Dish

The Nose Knows
You walk into a decent restaurant and order, say, cioppino. It's a local thing, and at this time of year there's plenty of good fresh crab. (Weather permitting.) But when the dish comes, the cracked crab emanates a foul odor of ammonia. You summon the waiter, who carries a bit of the shellfish back to the chef. While you wait (for a definitive pronouncement?), you wonder what you will do if the waiter returns to say that, according to the chef, the crab is fine. Will you eat it, holding your nose?

Luckily, this does not happen. The chef agrees that the crab is bad, and offers to replace it with prawns. (Were you served the last crab? Or has all the crab gone bad?) Since it's getting late and you don't feel like waiting for the kitchen to whip up another complete plate of food (and you've lost some confidence in what's going on back there), you accept, feeling certain that you won't be charged for the offensive cioppino. But you are. And the replacement prawns are underseasoned and forlorn on the otherwise bare white plate, like third-string football players sent into a game that slipped away a quarter or two ago.

The fact is that seafood is highly perishable, and it does sometimes go bad. Even at a high-volume seafood place like McCormick & Kuleto's in Ghirardelli Square (which serves between 500 and 750 dinners nightly), there are probably a half-dozen complaints a week that something doesn't taste right, says Manager Melissa Katz.

"If a customer is unhappy with a dish, our policy is not to charge for it," she says. "We wouldn't argue with a customer, and we don't want anyone to go away hungry. If a customer thinks something is bad or doesn't like it, we take it off the bill and offer to substitute something else."

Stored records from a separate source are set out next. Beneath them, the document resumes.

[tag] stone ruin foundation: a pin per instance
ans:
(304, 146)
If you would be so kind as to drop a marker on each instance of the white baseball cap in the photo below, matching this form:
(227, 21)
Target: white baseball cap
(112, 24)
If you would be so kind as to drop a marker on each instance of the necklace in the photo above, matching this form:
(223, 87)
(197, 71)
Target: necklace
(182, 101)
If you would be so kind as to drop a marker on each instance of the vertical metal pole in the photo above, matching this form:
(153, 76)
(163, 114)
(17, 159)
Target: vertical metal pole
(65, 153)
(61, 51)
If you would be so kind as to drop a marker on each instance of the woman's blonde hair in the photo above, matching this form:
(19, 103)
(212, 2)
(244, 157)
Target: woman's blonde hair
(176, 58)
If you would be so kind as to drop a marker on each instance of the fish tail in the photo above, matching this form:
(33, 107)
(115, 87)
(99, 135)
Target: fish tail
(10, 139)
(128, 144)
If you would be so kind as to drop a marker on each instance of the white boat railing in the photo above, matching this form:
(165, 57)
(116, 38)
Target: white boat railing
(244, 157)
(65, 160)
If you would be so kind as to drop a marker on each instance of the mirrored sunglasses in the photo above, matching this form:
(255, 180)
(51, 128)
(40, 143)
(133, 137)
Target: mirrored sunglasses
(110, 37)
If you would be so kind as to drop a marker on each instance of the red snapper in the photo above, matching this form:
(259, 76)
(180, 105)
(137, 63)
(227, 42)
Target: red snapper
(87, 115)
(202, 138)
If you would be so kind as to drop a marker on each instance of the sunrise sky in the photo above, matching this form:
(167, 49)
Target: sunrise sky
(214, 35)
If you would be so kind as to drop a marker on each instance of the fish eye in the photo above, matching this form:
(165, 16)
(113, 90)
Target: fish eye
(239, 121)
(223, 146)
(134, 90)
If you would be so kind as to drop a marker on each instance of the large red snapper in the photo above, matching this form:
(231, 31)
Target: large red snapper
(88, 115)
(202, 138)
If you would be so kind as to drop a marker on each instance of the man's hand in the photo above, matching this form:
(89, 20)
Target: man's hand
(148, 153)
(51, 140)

If a customer complains that something doesn't taste right, the suspect dish is returned to the kitchen for inspection. ("We can't check every single order before it goes out," she says. "We do check things when they come in from our purveyors.") About half the time, the chefs determine that the food is OK. But while "we don't accept that occasionally seafood that's turned bad ends up on someone's plate," Katz says, "it does sometimes happen."

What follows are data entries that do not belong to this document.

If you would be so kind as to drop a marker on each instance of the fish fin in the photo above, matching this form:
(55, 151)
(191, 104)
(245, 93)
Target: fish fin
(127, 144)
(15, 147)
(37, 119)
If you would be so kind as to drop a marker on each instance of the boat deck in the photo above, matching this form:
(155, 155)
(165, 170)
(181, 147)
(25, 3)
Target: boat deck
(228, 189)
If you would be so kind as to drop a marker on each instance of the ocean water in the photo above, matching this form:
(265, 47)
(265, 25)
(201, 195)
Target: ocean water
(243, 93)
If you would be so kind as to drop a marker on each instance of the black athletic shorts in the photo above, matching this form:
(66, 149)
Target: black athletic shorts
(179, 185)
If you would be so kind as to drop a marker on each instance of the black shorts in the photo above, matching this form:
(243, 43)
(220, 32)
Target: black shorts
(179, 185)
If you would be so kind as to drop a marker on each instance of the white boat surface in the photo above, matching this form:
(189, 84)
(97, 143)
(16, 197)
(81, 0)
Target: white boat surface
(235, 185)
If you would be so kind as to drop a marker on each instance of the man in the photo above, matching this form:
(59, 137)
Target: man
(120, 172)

If it smells bad, it probably is bad, and the restaurant should accept responsibility for it. One good rule of thumb: Don't order crab in lousy weather, because storms keep the local crabbers from going out, and what turns up on your plate is more likely to have been frozen or shipped in from Oregon. Trust your nose. And if you don't like it, don't pay for it. As Katz says, "We're a service industry, and I would hope that would be the policy everywhere."